Braised beef brisket, Oaxacan style

From Cook's Illustrated

Serves 8 - 10. Published March 1, 1995.

It is important to have a good quality, instant-read thermometer with a scale of 0 to 220 degrees. An accurate oven thermometer is useful as well. Basting with the braising liquid produces a rich, flavorful glaze. Warm tortillas and salsa make nice accompaniments.

Ingredients

1 tablespoon black peppercorns
2 teaspoons cumin seed
1 teaspoon coriander seeds
1 tablespoon chili powder
1 beef brisket (about 5 pounds), surface fat retained
3 tablespoons vegetable oil
3-5 cups low-sodium chicken broth
1 can diced tomatoes (28 ounces)
2 ounces dried chile peppers (preferably Pasilla), seeded

kosher salt
2 teaspoons dried thyme
2 teaspoons dried oregano
3 medium onions , quartered
1 head garlic , halved crosswise

fresh parsley leaves , for garnish

Instructions

  1. 1. Heat oven to 500 degrees. Crush spices or grind them coarsely; press them into brisket and set aside

  2. 2. Using two burners if necessary, heat oil in large, heavy roasting pan long and wide enough to hold brisket and at least 2 inches deep. Add brisket; cook over medium-high heat, turning once with tongs, until brown on both sides, about 10 minutes. Remove brisket and set aside. Add 1 cup broth, tomatoes and chiles; bring to boil, scraping bottom of pan with wooden spoon to loosen brown bits; reduce by half. Remove pan from heat. Season brisket lightly with thyme, oregano and salt, and return to roasting pan. Scatter onions and garlic around brisket.

  3. 3. Put roasting pan in oven and cook, stirring vegetables occasionally to avoid burning, until thickest part of brisket reaches an internal temperature of around 130 degrees, about 20 minutes.

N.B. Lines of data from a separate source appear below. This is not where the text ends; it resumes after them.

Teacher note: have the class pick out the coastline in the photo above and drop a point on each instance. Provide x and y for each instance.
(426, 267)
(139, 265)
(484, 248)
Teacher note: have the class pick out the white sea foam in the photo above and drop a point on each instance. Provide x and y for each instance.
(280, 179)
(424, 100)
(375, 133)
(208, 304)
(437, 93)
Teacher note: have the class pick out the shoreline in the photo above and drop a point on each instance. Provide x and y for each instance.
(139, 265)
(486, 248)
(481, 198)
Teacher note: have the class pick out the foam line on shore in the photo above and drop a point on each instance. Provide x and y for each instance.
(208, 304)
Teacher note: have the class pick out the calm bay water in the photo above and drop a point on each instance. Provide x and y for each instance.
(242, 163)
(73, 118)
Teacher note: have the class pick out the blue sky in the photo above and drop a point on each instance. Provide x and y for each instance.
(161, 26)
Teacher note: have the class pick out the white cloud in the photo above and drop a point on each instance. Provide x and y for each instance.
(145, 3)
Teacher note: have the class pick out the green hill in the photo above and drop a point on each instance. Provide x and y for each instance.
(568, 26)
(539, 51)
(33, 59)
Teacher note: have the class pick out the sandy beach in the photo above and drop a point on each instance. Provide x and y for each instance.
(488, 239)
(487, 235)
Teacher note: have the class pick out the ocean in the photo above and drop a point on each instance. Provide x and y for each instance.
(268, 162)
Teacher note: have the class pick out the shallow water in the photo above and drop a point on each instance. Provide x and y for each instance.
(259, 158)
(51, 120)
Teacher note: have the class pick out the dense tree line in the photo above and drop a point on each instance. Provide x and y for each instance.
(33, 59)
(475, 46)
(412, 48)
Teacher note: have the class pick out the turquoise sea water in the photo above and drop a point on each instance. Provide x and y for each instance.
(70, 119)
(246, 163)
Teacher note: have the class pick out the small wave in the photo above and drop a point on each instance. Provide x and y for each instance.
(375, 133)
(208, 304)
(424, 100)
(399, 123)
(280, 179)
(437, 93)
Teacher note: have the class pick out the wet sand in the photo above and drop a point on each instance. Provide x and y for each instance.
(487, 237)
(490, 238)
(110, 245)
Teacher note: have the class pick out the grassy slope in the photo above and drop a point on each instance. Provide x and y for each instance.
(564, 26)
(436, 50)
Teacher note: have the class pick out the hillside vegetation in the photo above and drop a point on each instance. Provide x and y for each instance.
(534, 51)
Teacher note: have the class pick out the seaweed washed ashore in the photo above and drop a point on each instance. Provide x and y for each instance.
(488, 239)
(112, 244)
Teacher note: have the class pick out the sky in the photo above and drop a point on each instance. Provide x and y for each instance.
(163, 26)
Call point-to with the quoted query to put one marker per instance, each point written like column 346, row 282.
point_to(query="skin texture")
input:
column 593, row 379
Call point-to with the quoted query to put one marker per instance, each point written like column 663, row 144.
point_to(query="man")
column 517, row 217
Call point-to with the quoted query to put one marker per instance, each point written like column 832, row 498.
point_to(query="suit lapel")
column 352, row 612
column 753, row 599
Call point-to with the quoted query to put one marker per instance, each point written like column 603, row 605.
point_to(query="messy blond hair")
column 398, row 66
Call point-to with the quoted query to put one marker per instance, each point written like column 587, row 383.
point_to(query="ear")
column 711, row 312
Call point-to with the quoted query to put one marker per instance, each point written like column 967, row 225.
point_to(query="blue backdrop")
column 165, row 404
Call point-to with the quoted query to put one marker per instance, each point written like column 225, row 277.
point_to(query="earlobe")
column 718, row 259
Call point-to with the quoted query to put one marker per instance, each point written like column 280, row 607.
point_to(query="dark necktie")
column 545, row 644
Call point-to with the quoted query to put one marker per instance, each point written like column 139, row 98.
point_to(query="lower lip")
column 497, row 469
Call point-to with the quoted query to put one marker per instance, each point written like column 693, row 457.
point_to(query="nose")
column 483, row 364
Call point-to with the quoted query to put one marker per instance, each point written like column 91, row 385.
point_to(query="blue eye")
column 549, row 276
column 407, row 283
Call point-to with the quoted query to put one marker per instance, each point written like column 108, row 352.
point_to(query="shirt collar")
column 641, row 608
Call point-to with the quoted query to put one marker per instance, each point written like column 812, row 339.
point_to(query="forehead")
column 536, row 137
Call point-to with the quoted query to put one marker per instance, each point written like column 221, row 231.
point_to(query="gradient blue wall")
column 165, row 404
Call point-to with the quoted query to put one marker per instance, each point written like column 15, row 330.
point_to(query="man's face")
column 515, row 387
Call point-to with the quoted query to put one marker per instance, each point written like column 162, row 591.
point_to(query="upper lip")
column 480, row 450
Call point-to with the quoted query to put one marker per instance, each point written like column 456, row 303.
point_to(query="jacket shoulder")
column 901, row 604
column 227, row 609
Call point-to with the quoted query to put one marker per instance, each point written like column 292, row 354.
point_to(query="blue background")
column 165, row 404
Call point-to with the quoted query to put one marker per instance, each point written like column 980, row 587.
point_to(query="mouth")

  4. 4. Remove pan from oven; reduce oven temperature to 250 degrees. Do not return brisket to oven until temperature drops to 250 degrees. Add enough chicken broth to pan so that liquid comes about halfway up side of meat (2 to 4 more cups), baste brisket, and return to oven. Braise brisket, basting and turning every 1/2 hour or so, until meat just gives when pierced with meat thermometer and brisket’s internal temperature registers around 175 degrees, 1 1/2 to 2 1/2 hours.

  5. 5. Remove brisket from braising liquid and wrap in foil. Strain braising liquid into large mixing bowl. Reserve vegetables, squeezing garlic cloves from heads. Transfer braising liquid to tall, narrow container, and let stand until fat rises. Skim and discard fat. Puree vegetables, including garlic, with 1/2 cup braising liquid in food processor or blender. Add pureed vegetables and braising liquid to a sauté pan and simmer until reduced to thin sauce consistency.

  6. 6. Meanwhile, cut brisket across the grain into thin slices (about 1/8-inch thick). Arrange slices of meat on warm plates; generously ladle sauce over meat. Garnish with parsley, and serve immediately.